Within Connect’s hybrid model, the design team also piloted practices with parent educators to support their children’s agency - as well as their own.
Theresa Leone, Connect’s parent educator specialist, led parent workshops focused on exploring agency, supporting goal setting, reflection, and deliberate practice at home, and reflecting on a parent educator’s tools for self-direction and perseverance. As one parent reflected: “I want to learn more about agency as an adult, parent, and educator. It’s important to model what this looks like for my children and realize that there is no right or wrong time to begin learning these skills.”
The transformation within this one year journey was remarkable: By the end of the deliberate practice pilot, teachers saw the following impact.
Increase in Learning-to-Learn Skills:
- 18% increase in students who could better articulate the specific math skills they were practicing
- 56% increase in students who could accurately assess their progress on math skills
- 13% increase in students who could accurately reflect if a practice activity was the right challenge level for them
Increase in Math Achievement:
- 56% increase in number of students who were proficient in assessed math skills at the end of the deliberate practice pilot
- 72% of students made growth from one skill level to the next through deliberate practice
Beyond One Classroom: A Community-Based Design Approach
What makes this learning and impact all possible? A community-based design that involved a strong shared vision, committed people, proven models to adapt, and a process that supports continuous learning and growth. This year yielded 3 powerful take-aways:
- Make the Work Visible:
Michelle Rainey, Assistant Superintendent of Curriculum and Instruction, commended the design team during a community presentation of their work to middle school teachers, counselors, and special education teachers. "This work was powerful because it made our implicit work on habits of heart and mind explicit and visible. This ensures the work will be sustained beyond any one person."
- Both Instruction and Practice Matter
Building agency requires explicit teaching of learning-to-learn skills and regular opportunities to practice these skills authentically with feedback toward meaningful goals. One design team member captures this well: “Through this work, my students now have the opportunity to practice and actualize the habits of heart and mind around agency.”
- Design With, Not Just For
The Agency design journey was fueled by listening to student voices, intentional design, testing, and continuous learning from trying.
One teacher reflected on the power of this process: “It enables us to not only design for our students, but design with our students. This builds trust and safety to take risks in learning."
The teachers reflected on their own experience with agency within a community-based design. One teacher expressed: “I am also learning that it’s okay to take risks and try new things. We can learn as much from what doesn’t work as what does work!”
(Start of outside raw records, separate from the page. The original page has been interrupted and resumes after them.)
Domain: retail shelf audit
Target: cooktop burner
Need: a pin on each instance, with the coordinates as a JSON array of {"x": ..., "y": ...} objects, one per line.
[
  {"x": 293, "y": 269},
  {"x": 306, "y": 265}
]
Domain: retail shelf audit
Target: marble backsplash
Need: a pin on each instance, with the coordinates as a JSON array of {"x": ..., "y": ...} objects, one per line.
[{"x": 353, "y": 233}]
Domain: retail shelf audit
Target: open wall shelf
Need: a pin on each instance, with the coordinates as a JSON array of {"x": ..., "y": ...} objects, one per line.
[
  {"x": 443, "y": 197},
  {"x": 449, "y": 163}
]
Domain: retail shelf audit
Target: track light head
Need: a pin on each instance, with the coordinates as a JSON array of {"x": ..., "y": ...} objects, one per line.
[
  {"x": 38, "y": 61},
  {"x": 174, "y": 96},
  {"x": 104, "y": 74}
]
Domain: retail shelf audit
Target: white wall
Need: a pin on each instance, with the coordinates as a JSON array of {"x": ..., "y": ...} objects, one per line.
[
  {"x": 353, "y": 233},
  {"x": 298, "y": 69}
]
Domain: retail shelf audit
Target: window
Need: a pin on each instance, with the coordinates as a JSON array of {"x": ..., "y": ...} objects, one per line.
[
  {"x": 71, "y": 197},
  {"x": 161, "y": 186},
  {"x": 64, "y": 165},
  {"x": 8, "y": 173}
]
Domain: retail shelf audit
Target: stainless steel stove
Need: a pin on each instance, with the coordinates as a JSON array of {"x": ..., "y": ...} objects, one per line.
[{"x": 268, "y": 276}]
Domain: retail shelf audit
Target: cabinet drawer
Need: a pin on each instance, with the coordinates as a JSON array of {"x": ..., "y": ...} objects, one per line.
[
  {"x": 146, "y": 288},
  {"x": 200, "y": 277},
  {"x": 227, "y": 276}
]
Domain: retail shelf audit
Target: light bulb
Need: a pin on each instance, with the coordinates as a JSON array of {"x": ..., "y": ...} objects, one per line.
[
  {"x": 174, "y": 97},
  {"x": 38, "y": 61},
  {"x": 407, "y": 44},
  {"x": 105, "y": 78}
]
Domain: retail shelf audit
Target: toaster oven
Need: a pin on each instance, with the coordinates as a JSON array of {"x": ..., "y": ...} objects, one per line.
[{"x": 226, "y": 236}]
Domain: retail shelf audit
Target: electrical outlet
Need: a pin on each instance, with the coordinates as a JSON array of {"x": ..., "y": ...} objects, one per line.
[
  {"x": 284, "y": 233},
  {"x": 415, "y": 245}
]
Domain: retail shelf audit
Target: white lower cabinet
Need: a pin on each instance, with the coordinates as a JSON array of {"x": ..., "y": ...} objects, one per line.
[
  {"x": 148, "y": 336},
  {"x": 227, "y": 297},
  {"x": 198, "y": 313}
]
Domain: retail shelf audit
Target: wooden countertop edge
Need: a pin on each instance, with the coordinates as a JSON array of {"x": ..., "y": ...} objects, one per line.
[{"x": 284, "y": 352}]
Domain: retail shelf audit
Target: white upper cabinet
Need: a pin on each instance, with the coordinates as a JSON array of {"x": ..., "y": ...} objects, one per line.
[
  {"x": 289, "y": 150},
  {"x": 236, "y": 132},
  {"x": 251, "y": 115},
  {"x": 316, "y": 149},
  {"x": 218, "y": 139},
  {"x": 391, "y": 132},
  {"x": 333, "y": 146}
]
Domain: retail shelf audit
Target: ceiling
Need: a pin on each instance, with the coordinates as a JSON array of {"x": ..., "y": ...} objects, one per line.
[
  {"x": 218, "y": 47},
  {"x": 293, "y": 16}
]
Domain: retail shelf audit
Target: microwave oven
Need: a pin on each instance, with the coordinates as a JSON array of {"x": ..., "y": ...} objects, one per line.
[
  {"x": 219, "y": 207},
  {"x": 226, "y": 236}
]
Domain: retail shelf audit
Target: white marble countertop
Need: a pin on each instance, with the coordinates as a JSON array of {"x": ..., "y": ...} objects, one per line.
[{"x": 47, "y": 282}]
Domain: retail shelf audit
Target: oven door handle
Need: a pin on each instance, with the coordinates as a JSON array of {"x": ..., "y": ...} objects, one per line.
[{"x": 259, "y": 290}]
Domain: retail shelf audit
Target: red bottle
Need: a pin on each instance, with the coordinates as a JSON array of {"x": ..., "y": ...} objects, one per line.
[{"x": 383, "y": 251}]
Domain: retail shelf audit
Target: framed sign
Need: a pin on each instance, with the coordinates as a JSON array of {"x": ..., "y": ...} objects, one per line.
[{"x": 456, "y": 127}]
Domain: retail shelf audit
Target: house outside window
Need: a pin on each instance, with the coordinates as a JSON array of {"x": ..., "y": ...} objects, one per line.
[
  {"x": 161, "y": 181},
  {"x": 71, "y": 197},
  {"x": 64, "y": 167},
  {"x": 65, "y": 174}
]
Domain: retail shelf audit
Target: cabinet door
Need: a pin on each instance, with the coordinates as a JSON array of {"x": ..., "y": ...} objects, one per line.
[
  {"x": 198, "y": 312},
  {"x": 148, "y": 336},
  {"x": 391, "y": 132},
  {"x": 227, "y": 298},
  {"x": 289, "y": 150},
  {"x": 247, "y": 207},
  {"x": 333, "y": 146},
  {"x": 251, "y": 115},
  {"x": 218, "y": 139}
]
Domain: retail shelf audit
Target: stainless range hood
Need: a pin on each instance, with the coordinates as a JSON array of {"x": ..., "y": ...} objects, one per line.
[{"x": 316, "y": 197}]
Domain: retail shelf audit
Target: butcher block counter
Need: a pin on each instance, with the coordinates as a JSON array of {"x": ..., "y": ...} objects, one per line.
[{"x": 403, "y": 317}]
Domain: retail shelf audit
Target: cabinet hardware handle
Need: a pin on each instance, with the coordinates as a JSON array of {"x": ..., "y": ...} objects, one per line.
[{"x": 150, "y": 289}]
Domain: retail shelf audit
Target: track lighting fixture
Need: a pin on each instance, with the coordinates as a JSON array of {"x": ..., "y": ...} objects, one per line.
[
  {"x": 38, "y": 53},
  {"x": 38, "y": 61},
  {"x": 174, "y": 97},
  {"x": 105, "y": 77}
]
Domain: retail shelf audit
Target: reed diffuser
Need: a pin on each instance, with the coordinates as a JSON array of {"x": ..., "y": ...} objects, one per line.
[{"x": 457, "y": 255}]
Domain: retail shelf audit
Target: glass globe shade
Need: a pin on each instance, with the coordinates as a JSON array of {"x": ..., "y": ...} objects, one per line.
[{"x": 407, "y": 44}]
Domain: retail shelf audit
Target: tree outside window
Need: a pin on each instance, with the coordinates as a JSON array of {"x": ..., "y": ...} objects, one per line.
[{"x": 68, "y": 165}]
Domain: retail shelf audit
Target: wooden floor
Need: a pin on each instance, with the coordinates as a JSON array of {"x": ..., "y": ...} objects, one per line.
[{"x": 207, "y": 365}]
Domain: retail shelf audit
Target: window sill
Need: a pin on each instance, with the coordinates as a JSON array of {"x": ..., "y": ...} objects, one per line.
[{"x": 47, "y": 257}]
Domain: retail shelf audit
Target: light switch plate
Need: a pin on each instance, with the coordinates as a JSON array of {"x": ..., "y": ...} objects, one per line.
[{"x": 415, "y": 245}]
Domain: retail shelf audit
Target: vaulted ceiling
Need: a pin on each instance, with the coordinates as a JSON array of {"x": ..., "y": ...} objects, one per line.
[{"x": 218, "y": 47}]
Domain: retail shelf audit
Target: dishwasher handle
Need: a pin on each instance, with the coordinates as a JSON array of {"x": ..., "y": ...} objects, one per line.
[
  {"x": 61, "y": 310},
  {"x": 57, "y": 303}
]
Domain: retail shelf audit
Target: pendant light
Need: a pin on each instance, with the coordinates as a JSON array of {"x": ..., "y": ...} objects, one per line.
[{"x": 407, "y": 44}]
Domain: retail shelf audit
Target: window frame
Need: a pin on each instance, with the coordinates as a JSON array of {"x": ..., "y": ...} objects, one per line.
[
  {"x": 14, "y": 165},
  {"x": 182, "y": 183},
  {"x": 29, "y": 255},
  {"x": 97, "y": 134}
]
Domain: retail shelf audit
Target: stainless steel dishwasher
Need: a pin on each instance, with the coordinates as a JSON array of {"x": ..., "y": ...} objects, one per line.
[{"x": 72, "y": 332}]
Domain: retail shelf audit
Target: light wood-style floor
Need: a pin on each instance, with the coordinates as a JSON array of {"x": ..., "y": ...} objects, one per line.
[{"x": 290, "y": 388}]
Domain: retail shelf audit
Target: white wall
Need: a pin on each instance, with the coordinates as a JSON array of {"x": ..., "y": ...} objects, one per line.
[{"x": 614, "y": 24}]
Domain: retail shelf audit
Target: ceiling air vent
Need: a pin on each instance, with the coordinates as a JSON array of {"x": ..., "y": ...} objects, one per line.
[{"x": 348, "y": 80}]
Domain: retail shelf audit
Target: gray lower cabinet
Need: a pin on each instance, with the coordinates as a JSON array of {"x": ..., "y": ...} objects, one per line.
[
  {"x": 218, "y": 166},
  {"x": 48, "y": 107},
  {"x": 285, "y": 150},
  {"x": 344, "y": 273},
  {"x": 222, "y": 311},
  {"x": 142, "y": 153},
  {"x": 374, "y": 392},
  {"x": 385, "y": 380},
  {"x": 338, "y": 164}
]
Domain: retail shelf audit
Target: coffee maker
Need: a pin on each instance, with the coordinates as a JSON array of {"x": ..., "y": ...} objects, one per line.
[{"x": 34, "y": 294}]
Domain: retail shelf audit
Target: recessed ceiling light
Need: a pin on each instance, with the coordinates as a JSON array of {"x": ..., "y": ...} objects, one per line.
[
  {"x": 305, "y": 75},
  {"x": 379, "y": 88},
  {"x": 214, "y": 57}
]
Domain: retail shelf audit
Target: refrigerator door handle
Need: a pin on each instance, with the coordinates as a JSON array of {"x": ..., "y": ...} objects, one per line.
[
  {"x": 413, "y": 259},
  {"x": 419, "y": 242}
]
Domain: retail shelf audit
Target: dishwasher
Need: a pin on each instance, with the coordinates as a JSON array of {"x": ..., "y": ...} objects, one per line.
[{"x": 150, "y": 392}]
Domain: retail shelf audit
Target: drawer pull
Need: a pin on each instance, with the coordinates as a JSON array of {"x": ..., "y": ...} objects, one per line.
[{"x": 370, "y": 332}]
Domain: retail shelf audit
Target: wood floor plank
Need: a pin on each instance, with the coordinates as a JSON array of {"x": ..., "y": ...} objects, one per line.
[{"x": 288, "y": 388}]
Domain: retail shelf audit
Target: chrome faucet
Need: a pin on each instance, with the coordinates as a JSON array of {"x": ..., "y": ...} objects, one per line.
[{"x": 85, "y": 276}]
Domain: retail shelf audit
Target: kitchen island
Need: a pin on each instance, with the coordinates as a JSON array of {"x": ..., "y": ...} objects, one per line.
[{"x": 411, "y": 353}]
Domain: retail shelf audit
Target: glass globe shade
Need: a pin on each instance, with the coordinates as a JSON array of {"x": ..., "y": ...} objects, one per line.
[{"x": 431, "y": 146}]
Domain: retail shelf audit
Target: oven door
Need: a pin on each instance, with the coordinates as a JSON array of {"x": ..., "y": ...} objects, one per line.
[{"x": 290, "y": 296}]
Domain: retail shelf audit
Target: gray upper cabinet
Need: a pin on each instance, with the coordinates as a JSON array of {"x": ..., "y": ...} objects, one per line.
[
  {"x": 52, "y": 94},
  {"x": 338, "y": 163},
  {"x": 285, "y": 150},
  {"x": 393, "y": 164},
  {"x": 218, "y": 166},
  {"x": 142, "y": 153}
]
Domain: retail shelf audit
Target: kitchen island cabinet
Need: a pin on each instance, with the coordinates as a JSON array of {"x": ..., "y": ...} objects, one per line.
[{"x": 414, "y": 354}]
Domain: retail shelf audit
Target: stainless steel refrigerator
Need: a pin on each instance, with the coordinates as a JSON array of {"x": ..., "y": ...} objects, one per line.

The design team has pioneered a foundation for the future. When they presented their work to the broader Connect community, their story of community-based design had a profound impact on the rest of staff. Their colleagues expressed connections, inspirations, and appreciations with one sharing gratitude: “Thank you to all the TK-Core 4 teachers. All your hard work with the students shows up when they come to us in middle school.”
The journey continues as the entire Connect community envisions how agency-building can expand across all the cores through work habits. There is no doubt they will envision a school-wide approach that is iterative rather than cookie-cutter, driven by a culture of continuous improvement, and will always deeply align with Da Vinci's vision for both students and adults.
At Connect, agency isn't just something students are learning and growing in—it's how the entire community is choosing to grow together.